I've bought only a few DC comics since the relaunch, which is now approaching the four year mark, and I haven't exactly been quiet about what I think about the general quality of those books, which is to say that they're largely bad. This linewide Convergence event pits characters from different iterations and eras against each other and was necessitated by the publisher's ongoing move to the West Coast, though, does have the potential to be a little fun. In some ways, the kinds of comics being put out here-- much like the comics that Marvel will put out during Secret Wars a few months from now-- are my favorite kinds of superhero comics, remixes of characters and ideas into something recognizable but different. This kind of recycling is precisely what superhero comics do well, and here there are actually stakes within stories because the stakes involved in publishing are so unbelievably low-- this event is going to do whatever kind of business it does, since it'll only run for two months, and then it'll be over and there won't be any consequences. It's a quick, broad version of Marvel's old Exiles series, great because it's fun to see what creators come up with when the editorial reigns are a little looser. I may try out a couple of these books if any catch my fancy-- and the Chip Kidd variants do look good. At $5, though, I'll leave the main event book on the shelf. 

All-New Hawkeye #2, written by Jeff Lemire, drawn by Ramon Perez, colored by Ramon Perez and Ian Herring 

This is a good comic book, everything I hoped it would be. Lemire is running a kind of two-stories-at-the-same-time gig, something he's been experimenting with for a while, and it allows the book to run at two emotional registers at the same time. One of the reasons it works so well is that Perez is drawing the hell out of the both stories and in much different styles. Unlike the similar thing they've been trying on Bucky Barnes, though the two styles aren't so wildly different as to be jarring, with the more traditional superhero comics pages united with the dreamy flashbacks through, most prominently, the color palate. Looking forward to more of this one. 

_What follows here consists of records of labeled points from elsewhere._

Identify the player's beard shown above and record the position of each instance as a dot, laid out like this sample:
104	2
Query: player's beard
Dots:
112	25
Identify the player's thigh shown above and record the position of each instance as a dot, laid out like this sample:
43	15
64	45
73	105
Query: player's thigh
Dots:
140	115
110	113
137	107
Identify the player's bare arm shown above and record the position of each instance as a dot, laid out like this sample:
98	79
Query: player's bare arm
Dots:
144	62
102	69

Jupiter's Circle #1, written by Mark Millar and Wilfredo Torres

A spinoff of Millar's much delayed collaboration with Frank Quitely, Jupiter's Legacy, this is a retro-styled styled comic with relatively simple art sporting flat colors, which makes explicit reference to the old Superfriends cartoon, the kind of intertextual element that's supposed to point you to a certain way of feeling about the book, which, presumably Millar will then juxtapose with a fair amount of sex, drugs, and other adult stuff. From the preview, it's got a similar effect to the Criminal: Last of the Innocent mini, which takes a similar perspective on Archie, transforming those comics into a site of everything Frederich Wertham was afraid of. This is therefore slightly less trod ground than the kind of superhero realism Millar is trying with this book's parent, at least insofar as it's work is formal as well as narrative; I think it might work better. 

Nameless #3, written by Grant Morrison, drawn by Chris Burnham, colors by Nathan Fairbairn

Rebels #1, written by Brian Wood, drawn by Andrea Mutti, Jordi Bellaire

I haven't read a book by Brian Wood in a while, but I remember liking DMZ a fair bit, at least in the early going. As an American Studies grad studies currently TAing for the first half of the American cultural history survey, this one may prove a little too hard to resist. Probably I'll spring for the first issue, just to see if I might want to try it in trade, later.